Alarmins and MicroRNAs, a New Axis in the Genesis of Respiratory Diseases: Possible Therapeutic Implications

Round 1

Reviewer 1 Report

This article reviews the progress of research on alarmins (mainly HMGB1 and IL-33) and miRNAs in respiratory diseases.Asthma, cystic fibrosis, respiratory syncytial virus infections, and ARDS/ALI are diseases with significant heterogeneity, and the lack of effective treatments is a major clinical challenge.If we can find the exact target from both alarmin and non-coding RNA, it will be very beneficial for the treatment of these diseases. We can find the authors' efforts in this area, and it would be a very interesting work if the following two problems can be solved well：

1.The authors review the research progress of alarmin and miRNA in certain respiratory diseases, respectively, but can targeted and solid research evidence be provided about the role of a precise alarmin-miRNA axis in these diseases?

2.The authors review alarmin mainly in relation to diseases such as asthma, respiratory syncytial virus infection, and cystic fibrosis, and later mention ARDS/ALI in their review of miRNA findings, and later also in relation to exosomal miRNA and circulatory RNA.Has the author considered the possibility of optimizing and adjusting the framework structure of the text to enhance readability?

Author Response

Dear reviwer, many thanks for your suggestions. Please see attached response point to point

Author Response File: Author Response.pdf

Reviewer 2 Report

The manuscript from Allegra and colleagues deals with a potentially promising topic, the role of alarmins and microRNA in respiratory diseases.

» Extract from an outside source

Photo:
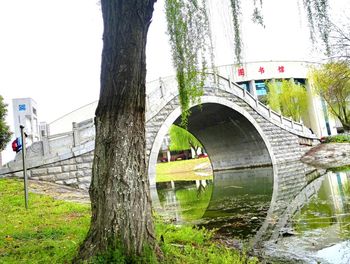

the authors have done a massive work of searching the literature and have collected a considerable amount of information, but there are some concerns:

There are a many typos in the text, an accurate rereading is advisable before resubmission

There are words that have a different meaning and should be corrected:

-abstract, line 22 and throughout the manuscript:"reparation" should "repair"

- line 173 and throughout the manuscript: "grave" means tomb. the correct word is "severe"

-line 45: when writing the extended form of an acronym, please use all first letters as capital (i.e. High Mobility Group Box) or none of them (i.e. high mobility group box)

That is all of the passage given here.